Tuesday, July 20, 2010

#247: Young Frankenstein

Directed by: MEL BROOKS
1974, TSPDT Rank #575

I'll put this out there: I'm not a fan of Mel Brooks and I'm not a fan of this movie. I really don't find it that funny, and Brooks' style of humor generally leaves me cold. That being said, it's not the worst movie ever made and it has a few good scenes. Most of the acting is way over the top (and that shouldn't come as a surprise if you are familiar with the director), but the only character that really annoys me is Marty Feldman's Igor. I don't agree at all with the praise that's been heaped on him since the movie was released. Now I'm not real excited about this being my first new post in a few months, since it's pretty negative, but I honestly don't believe this movie deserves a spot on a list like this. If any fans read this, drop a comment and tell me what you think.

(Rating: 4/10)

Back to blogging

I've been off the blogging circuit for awhile again, due to my loss of interest in the project and the thought that no one except for a couple people, maybe, had been reading my writing. Well, a friend convinced me to get writing again so I will. It appears that I've watched 40 of the movies off the list since my last post 3 months ago, so to the best of my estimations, I will be starting my next post at #247.

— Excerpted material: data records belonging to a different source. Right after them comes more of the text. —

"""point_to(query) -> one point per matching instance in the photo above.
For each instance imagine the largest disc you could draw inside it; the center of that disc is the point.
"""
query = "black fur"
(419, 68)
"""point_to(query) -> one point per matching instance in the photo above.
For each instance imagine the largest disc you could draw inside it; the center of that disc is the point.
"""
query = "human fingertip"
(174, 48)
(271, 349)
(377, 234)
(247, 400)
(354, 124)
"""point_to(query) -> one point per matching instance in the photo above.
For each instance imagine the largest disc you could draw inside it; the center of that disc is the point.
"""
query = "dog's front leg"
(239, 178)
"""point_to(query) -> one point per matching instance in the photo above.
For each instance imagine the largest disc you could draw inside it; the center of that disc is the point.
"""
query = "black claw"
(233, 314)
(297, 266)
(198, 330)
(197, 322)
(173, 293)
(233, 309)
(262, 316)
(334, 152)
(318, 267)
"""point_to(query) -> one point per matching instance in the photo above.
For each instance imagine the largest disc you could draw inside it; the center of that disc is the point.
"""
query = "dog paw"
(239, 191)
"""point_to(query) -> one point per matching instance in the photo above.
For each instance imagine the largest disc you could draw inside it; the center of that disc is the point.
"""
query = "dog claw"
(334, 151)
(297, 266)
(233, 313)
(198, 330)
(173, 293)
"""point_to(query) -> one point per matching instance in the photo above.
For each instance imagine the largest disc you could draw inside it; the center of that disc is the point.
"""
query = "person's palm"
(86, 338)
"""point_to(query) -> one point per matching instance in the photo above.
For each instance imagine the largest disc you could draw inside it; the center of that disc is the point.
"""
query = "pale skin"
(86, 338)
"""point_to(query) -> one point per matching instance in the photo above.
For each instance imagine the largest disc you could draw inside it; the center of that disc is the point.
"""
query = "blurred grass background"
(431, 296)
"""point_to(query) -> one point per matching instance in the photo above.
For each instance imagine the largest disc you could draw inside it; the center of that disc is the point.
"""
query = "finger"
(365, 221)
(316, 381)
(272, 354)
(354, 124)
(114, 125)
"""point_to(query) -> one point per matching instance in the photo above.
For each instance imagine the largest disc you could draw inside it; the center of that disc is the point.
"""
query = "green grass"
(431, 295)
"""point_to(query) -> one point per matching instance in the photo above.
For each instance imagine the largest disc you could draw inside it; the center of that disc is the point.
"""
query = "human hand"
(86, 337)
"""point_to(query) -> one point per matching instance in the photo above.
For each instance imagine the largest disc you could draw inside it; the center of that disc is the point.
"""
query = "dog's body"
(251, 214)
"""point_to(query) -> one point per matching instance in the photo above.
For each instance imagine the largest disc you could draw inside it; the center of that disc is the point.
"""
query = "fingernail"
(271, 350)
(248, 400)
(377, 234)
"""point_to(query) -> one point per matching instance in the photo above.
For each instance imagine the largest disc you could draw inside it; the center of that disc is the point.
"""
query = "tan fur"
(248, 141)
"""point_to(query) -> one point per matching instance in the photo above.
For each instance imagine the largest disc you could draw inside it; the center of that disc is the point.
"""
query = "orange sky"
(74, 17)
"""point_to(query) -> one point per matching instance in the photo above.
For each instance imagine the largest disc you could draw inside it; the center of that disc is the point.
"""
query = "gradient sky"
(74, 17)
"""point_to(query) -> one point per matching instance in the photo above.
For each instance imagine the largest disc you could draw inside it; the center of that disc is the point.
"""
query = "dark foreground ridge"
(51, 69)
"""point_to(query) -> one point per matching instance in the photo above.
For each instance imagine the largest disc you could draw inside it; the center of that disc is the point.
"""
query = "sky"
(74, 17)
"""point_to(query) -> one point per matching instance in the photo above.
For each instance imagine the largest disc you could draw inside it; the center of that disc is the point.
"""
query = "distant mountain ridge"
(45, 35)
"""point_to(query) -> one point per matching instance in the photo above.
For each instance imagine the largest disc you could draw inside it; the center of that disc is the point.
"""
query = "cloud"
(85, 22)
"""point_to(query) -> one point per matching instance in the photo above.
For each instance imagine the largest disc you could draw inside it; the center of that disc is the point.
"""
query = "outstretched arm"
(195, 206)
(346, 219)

To refresh the collective memories of my potential readers, I'm going to be blogging about every film I watch off of the They Shoot Pictures, Don't They? 1,000 Greatest Films list (see for more info). This isn't the only film project I'm working on, but I still try to keep track of which ones I watch off of this list and write something regarding my feelings about them. I'm going to try to be a little less conventional from now on, and just try to throw out my thoughts without taking too much time about it. It's not really something that comes easily - I'm more apt to try to craft something that sounds nice. Like I'm doing right now. Ha...

So I'm going to muster up all of my strength and watch at least one more movie tonight so I have a new post. So on the small chance this is the first post you see, be patient. To quote one of the movies on this list, "I'll be back."